With that permission, Taylor has freely wrought an exquisite portrait of one of the most intriguing writers in American literary history. More than that, Here We Are is an absorbing and intimate study of a decades-long friendship that was neither marriage nor love affair. “I cannot hope for another such friend,” writes Taylor, who first met Roth in 1995 at the birthday party of a mutual friend.
A brilliant writer in his own right, Taylor’s spellbinding prose has won numerous awards, including Hadassah Magazine’s Harold U. Ribalow Prize for his 1995 novel, Tales Out of School. He describes the friend he knew in eight chapters that move back and forth in time, sharing memories of the thousands of hours they spent together, the daily jokes and conversations that veered from American history—Roth’s passion—to novels, politics, movies, family, baseball, food, ex-friends, ex-lovers, health and death. Roth even dedicated his 2007 novel, Exit Ghost, to Taylor.
Like his friend-mentor, Taylor, 67, lives in the details. With swift precision, he plunges the reader into the heart of each scene, illuminating Roth’s “outsize personality in love and rage,” his need to prevail in conflict and his private, playful side. He includes Roth’s descriptions of childhood visits to Connecticut to see Great-Aunt Meema Gitcha, “somehow the most Jewishly-Yiddishy event” of Roth’s youth. “We could have been driving all the way back to the folkland of Galicia,” he quotes Roth. To avoid phone charges, when they arrived back in Newark from the visits, his parents would call her person-to-person with a prearranged signal to indicate they got home safely: They’d ask to speak to Moishe Pipik (a jokey Yiddish nickname that translates as Moses Bellybutton, and which Roth used for a character in Operation Shylock).

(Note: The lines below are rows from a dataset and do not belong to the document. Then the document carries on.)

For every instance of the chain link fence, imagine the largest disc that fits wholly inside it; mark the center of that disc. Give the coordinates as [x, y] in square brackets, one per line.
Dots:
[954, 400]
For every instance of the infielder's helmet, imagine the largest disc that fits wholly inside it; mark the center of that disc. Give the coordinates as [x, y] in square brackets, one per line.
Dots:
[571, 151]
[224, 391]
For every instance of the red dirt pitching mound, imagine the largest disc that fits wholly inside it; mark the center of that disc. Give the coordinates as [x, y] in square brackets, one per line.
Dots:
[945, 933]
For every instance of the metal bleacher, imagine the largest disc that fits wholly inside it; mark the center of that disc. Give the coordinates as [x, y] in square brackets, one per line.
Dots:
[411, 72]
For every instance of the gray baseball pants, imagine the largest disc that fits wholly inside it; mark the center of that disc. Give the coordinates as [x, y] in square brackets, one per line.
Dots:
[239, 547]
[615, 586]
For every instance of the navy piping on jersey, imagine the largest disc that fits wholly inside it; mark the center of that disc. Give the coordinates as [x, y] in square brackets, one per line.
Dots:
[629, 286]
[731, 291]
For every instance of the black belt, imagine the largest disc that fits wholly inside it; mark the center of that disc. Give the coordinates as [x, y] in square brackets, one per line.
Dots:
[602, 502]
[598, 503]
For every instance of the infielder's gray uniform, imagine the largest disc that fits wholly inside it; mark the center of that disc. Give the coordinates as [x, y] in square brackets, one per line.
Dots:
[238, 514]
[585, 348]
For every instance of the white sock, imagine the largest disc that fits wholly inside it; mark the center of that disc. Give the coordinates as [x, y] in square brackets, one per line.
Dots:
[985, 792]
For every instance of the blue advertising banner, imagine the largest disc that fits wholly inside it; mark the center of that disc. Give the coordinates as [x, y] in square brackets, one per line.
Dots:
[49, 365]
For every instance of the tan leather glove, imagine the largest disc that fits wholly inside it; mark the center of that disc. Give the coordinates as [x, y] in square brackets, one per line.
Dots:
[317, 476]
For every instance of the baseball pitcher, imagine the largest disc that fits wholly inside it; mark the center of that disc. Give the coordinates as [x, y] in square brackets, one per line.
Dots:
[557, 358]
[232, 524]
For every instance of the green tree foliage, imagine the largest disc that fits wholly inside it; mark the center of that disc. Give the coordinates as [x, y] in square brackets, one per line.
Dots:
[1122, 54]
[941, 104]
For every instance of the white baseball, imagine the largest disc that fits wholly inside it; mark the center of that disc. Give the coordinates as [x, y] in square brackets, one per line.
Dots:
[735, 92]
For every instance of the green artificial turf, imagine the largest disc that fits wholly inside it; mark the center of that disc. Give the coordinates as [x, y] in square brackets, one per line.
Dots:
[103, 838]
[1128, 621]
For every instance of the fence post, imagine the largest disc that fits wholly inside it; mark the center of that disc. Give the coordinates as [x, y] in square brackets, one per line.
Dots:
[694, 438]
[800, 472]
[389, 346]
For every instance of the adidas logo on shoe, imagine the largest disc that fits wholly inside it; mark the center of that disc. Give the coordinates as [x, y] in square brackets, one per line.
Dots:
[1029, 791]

Toward the end of his life, Taylor writes, Roth, who passed away in 2018 at age 85, took a “death-defying satisfaction” in the vastness of his work, rereading his own books.
Taylor was invariably at Roth’s side, unlikely companions, a gay man with an older straight one. “I’m not who I’d have been without him,” Taylor writes in the book. “He managed to figure out more about me than I ever could about him…. His love acted on me, as on everyone, like a truth serum. He possessed the terrible gift of intimacy.”
Rahel Musleah, a frequent contributor to Hadassah Magazine, leads tours of Jewish India and speaks about its communities.